Congregation Beth Israel’s synagogue in Colleyville is displayed, 16 January 2022.

A Texas synagogue hostage flees, watched by a SWAT team officer perched in an armored car

Watching from a SWAT officer in an armored vehicle, a Texas SWAT team officer watches as a hostage escapes from a Texas synagogue.

Rabbi Charlie Cytron-Walker of Congregation Beth Israel, left, shakes hands with FBI Special Agent DeSarno, during a news conference at Colleyville Center on Friday

Congregation Beth Israel’s Rabbi Charlie Cytron Walker (left) shakes hands during Friday’s news conference held at Colleyville Center.

Speaking in Urdu, his father spoke in Blackburn to express grief.

“It shocked me to hear that he was visiting America from a synagogue.

After his death from Covid-19 last October, the father of six was present at the funeral of his son, Gulzameer. Although they were close for over two years, they had lost touch.

After his death from Covid-19 last October, the father of six was present at the funeral of his son, Gulzameer. Although they were close for over two years, they had lost touch. 

Following six months spent in Pakistan in 2020, MI5 (the UK intelligence service) had investigated his background.

His links to Syria were also evident.

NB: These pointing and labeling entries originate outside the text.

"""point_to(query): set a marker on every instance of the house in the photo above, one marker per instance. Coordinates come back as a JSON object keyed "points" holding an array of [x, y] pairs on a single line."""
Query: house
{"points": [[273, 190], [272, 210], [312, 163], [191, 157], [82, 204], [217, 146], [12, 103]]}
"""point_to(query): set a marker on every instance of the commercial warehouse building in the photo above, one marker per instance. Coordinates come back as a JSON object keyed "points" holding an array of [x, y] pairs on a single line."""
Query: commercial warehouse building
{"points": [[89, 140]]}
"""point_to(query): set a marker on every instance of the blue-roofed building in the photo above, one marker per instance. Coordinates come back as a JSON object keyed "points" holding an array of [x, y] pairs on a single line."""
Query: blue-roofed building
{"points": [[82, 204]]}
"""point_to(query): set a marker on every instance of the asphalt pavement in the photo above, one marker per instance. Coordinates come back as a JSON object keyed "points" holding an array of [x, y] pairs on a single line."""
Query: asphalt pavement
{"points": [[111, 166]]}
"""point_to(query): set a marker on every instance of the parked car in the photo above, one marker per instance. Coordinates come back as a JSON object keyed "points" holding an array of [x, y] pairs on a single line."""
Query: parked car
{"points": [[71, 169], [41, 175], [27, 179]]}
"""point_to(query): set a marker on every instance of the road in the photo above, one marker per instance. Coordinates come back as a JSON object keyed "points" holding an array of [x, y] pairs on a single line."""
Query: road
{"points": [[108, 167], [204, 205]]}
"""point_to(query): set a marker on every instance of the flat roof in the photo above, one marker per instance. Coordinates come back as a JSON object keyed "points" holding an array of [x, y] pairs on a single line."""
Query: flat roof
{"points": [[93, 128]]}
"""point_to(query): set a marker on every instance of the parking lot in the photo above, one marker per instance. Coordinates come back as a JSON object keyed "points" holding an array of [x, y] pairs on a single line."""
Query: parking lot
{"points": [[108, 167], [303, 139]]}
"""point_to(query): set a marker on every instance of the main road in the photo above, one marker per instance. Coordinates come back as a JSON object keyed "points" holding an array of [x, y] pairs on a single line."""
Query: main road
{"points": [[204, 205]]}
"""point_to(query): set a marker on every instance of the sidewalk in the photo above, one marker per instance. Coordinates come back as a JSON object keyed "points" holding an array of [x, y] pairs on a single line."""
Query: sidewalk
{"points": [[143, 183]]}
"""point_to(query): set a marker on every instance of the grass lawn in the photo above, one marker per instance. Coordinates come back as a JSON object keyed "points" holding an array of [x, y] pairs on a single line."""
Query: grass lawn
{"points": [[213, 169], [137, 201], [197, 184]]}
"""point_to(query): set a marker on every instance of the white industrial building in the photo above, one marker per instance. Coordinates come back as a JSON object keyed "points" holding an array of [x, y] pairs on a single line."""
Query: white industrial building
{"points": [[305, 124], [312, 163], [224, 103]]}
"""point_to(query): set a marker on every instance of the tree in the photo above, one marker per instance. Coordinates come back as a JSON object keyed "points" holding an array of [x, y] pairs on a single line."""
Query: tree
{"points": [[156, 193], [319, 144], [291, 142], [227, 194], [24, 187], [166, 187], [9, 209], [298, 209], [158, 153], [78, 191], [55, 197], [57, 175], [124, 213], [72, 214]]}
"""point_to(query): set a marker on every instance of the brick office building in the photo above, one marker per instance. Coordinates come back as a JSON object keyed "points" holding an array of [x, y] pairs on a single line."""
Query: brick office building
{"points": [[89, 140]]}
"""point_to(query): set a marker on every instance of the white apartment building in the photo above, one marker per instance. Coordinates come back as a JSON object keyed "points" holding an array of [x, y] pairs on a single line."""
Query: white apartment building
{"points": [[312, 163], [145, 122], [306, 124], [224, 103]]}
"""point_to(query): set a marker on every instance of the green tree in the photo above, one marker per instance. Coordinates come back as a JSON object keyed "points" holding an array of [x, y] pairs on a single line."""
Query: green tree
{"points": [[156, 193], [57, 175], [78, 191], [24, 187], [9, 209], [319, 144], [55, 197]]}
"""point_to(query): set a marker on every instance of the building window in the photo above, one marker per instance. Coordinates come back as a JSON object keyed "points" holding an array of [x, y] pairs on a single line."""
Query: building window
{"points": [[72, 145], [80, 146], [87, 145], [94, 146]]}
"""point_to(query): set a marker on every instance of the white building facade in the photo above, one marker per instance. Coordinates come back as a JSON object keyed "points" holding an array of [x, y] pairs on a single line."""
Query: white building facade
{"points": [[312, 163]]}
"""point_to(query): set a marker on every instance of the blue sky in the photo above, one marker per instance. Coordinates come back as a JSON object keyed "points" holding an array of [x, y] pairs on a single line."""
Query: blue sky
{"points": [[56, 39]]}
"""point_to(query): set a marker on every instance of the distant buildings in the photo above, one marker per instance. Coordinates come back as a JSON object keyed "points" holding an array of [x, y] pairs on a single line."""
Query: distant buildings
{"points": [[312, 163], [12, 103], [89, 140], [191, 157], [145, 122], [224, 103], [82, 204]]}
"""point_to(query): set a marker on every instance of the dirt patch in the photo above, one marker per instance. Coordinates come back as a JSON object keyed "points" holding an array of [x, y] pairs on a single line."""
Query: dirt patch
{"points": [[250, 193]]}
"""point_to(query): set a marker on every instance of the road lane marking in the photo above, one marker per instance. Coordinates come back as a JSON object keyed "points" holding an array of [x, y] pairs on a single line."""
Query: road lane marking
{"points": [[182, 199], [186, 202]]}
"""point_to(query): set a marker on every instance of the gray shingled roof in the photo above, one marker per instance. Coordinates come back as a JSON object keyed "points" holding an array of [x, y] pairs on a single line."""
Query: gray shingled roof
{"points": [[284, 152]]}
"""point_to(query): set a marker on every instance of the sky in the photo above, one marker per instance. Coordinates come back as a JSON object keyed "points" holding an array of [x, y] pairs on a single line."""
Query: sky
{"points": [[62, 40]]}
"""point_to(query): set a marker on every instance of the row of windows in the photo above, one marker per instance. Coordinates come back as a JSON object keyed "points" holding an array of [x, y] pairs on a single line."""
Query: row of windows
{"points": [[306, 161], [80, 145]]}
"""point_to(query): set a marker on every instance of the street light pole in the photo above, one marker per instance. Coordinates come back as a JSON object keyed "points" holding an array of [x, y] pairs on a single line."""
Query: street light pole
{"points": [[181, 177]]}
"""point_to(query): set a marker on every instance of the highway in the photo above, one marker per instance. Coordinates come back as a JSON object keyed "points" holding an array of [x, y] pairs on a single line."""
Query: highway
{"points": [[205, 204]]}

It was also claimed that he told his family that Dubai was the first place he visited.

Malik Akram was convicted and once called a menace for his rage about the World Trade Center attack more than twenty years ago.

Blackburn magistrates court issued a rare Exclusion Order to the terror suspect for misusing staff members about the September 11th attack, which claimed over 2,750 lives. 

The terrorist was captured at JFK Airport on January 2, and stayed in the homeless shelter run by the Christian charity. Police now want to piece together his final movements before the attack. 

According to reports, his convictions also included drug deals, violent disorder and driving violations.

Six months imprisonment was served for his 1996 attack on a relative by baseball. A year later, he was released from prison for destruction of property. 

But he was able bypass US strict entry regulations on convicted criminals to arrive in New York City on January 2, staying at a Queens hotel.

Then he went to Dallas, where he spoke about meeting a Mexican bride and stayed in homeless shelters.

According to the FBI, he may have bought a gun from the street and then armed himself when he went into the Colleyville synagogue on Saturday.

Sky News heard from Gulbar his brother, who said that the terrorist suffered from mental illness and that he would not have done it if offered additional help in the UK.

He claimed he traveled over the Atlantic to protest the imprisonment of Aafia, a female terrorist. Siddiqui was infamous for her attempt to kill US troops abroad and earned the nickname Lady Al Qaeda.

Gulbar explained that Gulbar felt strongly about Gulbar’s imprisonment. He feels the injustice of it.